Core Scientific paling terdorong AI dan paling rendah korelasi dengan bitcoin. IREN justru paling sedikit terkait AI, juga menjadikan korelasinya dengan bitcoin paling tinggi. TeraWulf berada di tengah-tengah di kedua aspek tersebut.
“Kami memperkirakan bisnis akan makin didorong oleh pendapatan berulang melalui kontrak, sehingga mengurangi paparan terhadap volatilitas yang selama ini melekat pada bitcoin mining,” ujar Patrick Fleury, kepala keuangan TeraWulf, dalam laporan keuangan triwulanan perusahaan.
Ikuti kami di X untuk mendapat berita terbaru secara langsung
Catatan sejarah membuat perubahan ini semakin jelas. Core Scientific mengajukan kebangkrutan Bab 11 pada Desember 2022, sesudah krisis Bitcoin dan utang yang menumpuk. Mereka kembali muncul pada Januari 2024.
Bitcoin miner yang nyaris hancur karena Bitcoin kini adalah miner yang paling tidak terpengaruh oleh aset kripto itu.
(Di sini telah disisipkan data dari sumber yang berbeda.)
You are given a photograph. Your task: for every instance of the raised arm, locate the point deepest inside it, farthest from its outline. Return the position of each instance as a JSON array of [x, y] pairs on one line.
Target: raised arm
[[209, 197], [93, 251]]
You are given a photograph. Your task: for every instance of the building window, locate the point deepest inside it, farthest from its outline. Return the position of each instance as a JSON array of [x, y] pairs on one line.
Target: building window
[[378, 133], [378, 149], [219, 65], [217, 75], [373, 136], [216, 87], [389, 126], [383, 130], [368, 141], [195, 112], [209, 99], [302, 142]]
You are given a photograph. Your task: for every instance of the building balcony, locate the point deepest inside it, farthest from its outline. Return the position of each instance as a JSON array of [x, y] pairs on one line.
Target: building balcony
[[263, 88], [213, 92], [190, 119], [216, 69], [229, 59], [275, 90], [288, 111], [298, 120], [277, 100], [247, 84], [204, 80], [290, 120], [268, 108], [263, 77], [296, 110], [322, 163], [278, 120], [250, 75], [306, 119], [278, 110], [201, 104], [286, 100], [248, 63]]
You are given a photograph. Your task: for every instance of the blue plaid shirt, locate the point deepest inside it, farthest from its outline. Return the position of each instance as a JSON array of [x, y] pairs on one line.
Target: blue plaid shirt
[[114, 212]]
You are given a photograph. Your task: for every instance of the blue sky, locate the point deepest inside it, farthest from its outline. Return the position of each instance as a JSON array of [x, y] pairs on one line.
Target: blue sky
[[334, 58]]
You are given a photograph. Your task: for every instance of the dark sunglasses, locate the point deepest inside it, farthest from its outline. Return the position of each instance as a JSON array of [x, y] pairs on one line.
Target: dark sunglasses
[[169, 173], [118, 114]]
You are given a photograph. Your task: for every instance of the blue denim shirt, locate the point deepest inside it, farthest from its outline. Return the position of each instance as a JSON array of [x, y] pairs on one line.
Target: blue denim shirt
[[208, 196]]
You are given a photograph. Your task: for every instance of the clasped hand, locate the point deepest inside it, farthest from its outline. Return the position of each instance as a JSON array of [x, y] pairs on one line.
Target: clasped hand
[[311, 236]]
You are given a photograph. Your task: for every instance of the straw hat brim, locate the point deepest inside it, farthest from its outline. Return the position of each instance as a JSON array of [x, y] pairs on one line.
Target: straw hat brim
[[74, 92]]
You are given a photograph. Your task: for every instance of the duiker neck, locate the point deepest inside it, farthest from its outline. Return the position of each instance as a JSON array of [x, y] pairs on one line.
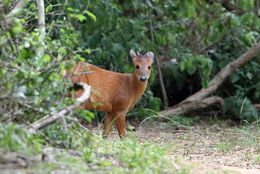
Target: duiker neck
[[138, 86]]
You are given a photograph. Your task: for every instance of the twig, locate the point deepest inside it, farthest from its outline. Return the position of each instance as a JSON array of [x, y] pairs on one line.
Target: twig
[[54, 116]]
Apa Perubahan Ini Bagi Eksposur Saham Kripto
Pembacaan praktisnya cukup tegas. Siapa pun yang membeli miner demi eksposur ke Bitcoin, kini sesungguhnya telah menjadi pemilik bisnis properti dan penyewaan komputasi. Keberhasilannya sangat tergantung permintaan dari perusahaan AI.
Dampaknya dua arah. Miner memang bisa naik saat Bitcoin turun—ini sepenuhnya sesuai dengan prediksi korelasi rendah. Pergeseran ini terjadi di seluruh sektor dan juga cukup mahal. MARA dan CleanSpark membukukan kerugian gabungan hingga US$851 juta dalam upaya tersebut.
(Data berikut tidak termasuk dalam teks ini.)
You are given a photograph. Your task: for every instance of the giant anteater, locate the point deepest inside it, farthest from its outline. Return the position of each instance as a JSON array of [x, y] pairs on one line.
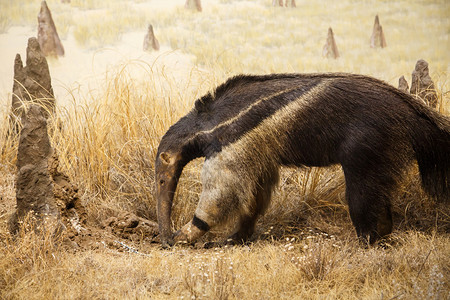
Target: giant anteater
[[251, 125]]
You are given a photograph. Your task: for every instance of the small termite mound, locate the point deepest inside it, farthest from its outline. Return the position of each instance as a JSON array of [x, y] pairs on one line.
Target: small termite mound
[[47, 35], [330, 48], [422, 85], [377, 40], [150, 41]]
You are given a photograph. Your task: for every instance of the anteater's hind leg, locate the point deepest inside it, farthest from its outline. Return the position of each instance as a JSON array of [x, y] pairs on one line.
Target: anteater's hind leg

Perusahaan treasury lebih erat mengikuti Bitcoin. Tapi hasilnya tidak lebih baik. Harga saham MicroStrategy di hari Jumat hampir menyentuh US$118,86, padahal harga tertingginya dalam setahun capai US$365,21.
Korelasi hanya menggambarkan ke mana arah harga, bukan soal untung atau rugi. Suatu saham bisa mengikuti pergerakan bitcoin bahkan waktu nilainya sedang turun.
Satu peringatan penting untuk tabel ini: Angka-angka di sini adalah data 90 hari terakhir. Korelasi akan berubah-ubah sesuai fase pasar dan tidak selamanya tetap.
Bitcoin diperdagangkan di kisaran US$77.151 pada waktu publikasi, naik 6,3% dalam sehari. Ether berpindah tangan di sekitar US$2.412 setelah mencatat kenaikan 3,5%.
Musim laporan keuangan berikutnya akan menguji sejauh mana perbedaan ini berlangsung. Bitcoin miner yang membukukan lebih banyak pendapatan AI seharusnya makin menjauh dari Bitcoin, bukan semakin mendekat.
Lee membuat tabel ini untuk membantu investor saham mendapatkan eksposur ke aset kripto. Jika diperhatikan dengan saksama, terlihat seberapa besar eksposur yang sudah dijual oleh sektor mining.